South Africa’s public sector has emerged as a prime target for cybercriminals following a spate of cyber-attacks on state-owned enterprises (SOEs) and government institutions.
Cybersecurity specialists at ESET Southern Africa, say more robust security measures and greater awareness among public sector workers are needed to help close the gaps in cybersecurity.
One of the most significant issues in the public sector is the lack of comprehensive security management. The public sector, and municipalities in particular, remain one of the most unmanaged environments when it comes to cybersecurity.
Although most entities have basic antivirus systems in place, these solutions are inadequate for the scale and complexity of their operations and often miss other critical elements which are necessary for an overarching cybersecurity strategy.
This lack of tailored cybersecurity solutions leaves public sector entities vulnerable to a broad range of threats, which are increasingly complex and sophisticated.

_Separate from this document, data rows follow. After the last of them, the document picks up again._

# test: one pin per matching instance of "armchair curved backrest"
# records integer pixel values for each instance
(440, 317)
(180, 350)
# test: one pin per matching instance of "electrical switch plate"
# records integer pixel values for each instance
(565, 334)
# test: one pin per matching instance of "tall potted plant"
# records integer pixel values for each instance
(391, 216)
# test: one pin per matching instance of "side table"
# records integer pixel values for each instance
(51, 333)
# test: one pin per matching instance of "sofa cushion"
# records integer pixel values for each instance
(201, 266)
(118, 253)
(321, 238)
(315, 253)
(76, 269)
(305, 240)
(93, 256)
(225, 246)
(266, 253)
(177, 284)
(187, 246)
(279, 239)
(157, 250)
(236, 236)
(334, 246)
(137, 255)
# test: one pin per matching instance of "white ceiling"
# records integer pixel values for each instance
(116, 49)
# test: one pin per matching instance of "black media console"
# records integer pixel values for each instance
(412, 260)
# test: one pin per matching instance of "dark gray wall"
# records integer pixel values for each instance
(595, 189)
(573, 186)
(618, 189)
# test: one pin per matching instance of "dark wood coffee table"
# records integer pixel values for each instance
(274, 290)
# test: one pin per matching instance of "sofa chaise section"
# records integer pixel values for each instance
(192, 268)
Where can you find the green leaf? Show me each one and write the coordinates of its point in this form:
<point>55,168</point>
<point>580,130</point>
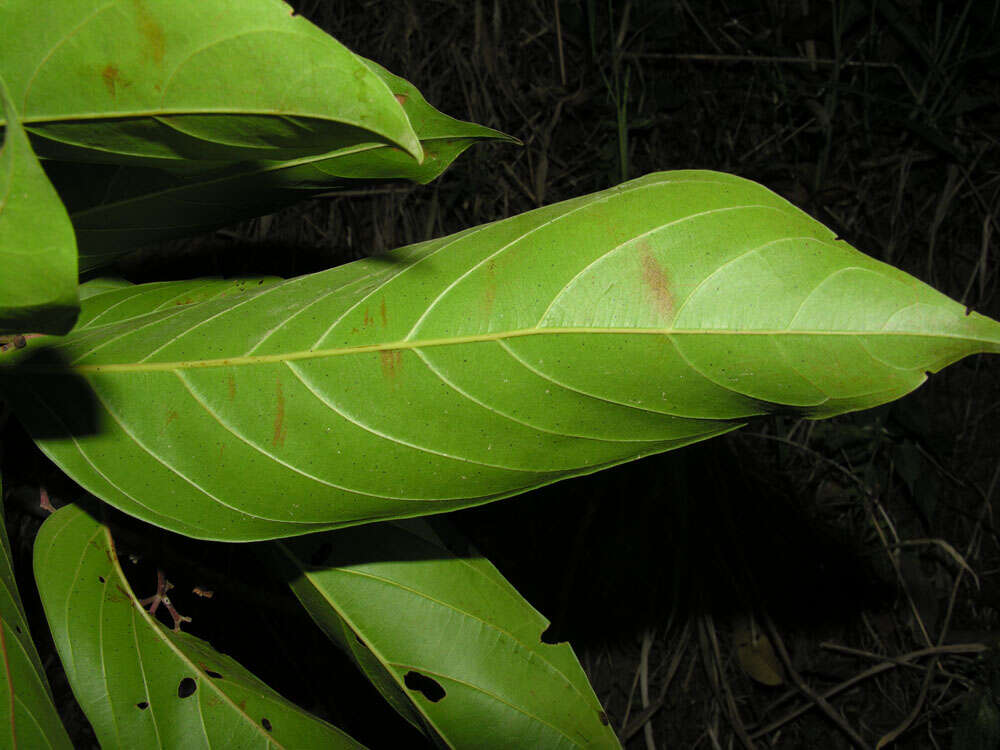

From ransomware attacks to data breaches, the consequences of cyber-attacks in within the public sector can be devastating.
The financial and operational impact of cybercrime
The financial toll of cybercrime on South Africa’s public sector is staggering. The Department of Public Works and Infrastructure recently reported that R24 million was stolen in a cyber-attack in May 2024, adding to the R300-million stolen over the past decade.
Such incidents are not isolated: the Council for Scientific and Industrial Research estimates that cybercrime costs the South African economy up to R2,2-billion annually.
Beyond financial losses, the operational impact can be just as severe. The 2021 attack on Transnet’s ports caused widespread disruption to critical import and export activities. These incidents don’t just affect the targeted entity. They have far-reaching consequences that can disrupt entire supply chains.
Policy and governance
In response to the growing threat, the South African government has introduced the Directive on Public Service Information Security. Issued under the Public Service Act, 1994, this directive provides much-needed guidance on information security governance for national and provincial departments. However, more needs to be done to enforce these policies and ensure compliance across the public sector.
There’s a need for stronger governance and accountability. Public sector entities should have dedicated security teams, including Security Managers and Chief Security Officers, who can oversee the implementation of cybersecurity measures and ensure that systems are regularly audited for vulnerabilities.
Stealth and sophistication
One of the most concerning aspects of modern cyber-attacks is the ability of hackers to remain undetected within systems for extended periods and use sophisticated tactics to get employees to unwittingly release company payments into the wrong hands.
Hackers can lay dormant in a network for up to 298 days. During this time, they can collect passwords, banking information, and other sensitive data, only to strike when the moment is right.
There are other examples where hackers duplicate the mailbox of a director, convincing personnel to make unauthorised purchases. These relatively low-level breaches can quickly escalate into major financial losses and operational disruptions.
Proactive versus reactive cybersecurity
A proactive defence strategy is extremely important for public sector organisations to stay a step ahead of cyber criminals. This includes implementing advanced technical solutions while fostering a culture of security awareness among employees. Moving away from a reactive mindset towards a more proactive, preventative approach is a step in the right direction.
Cybersecurity is not a one-time solution; rather, it’s an ongoing process that requires vigilance, adaptation, and a willingness to invest in both people and technology.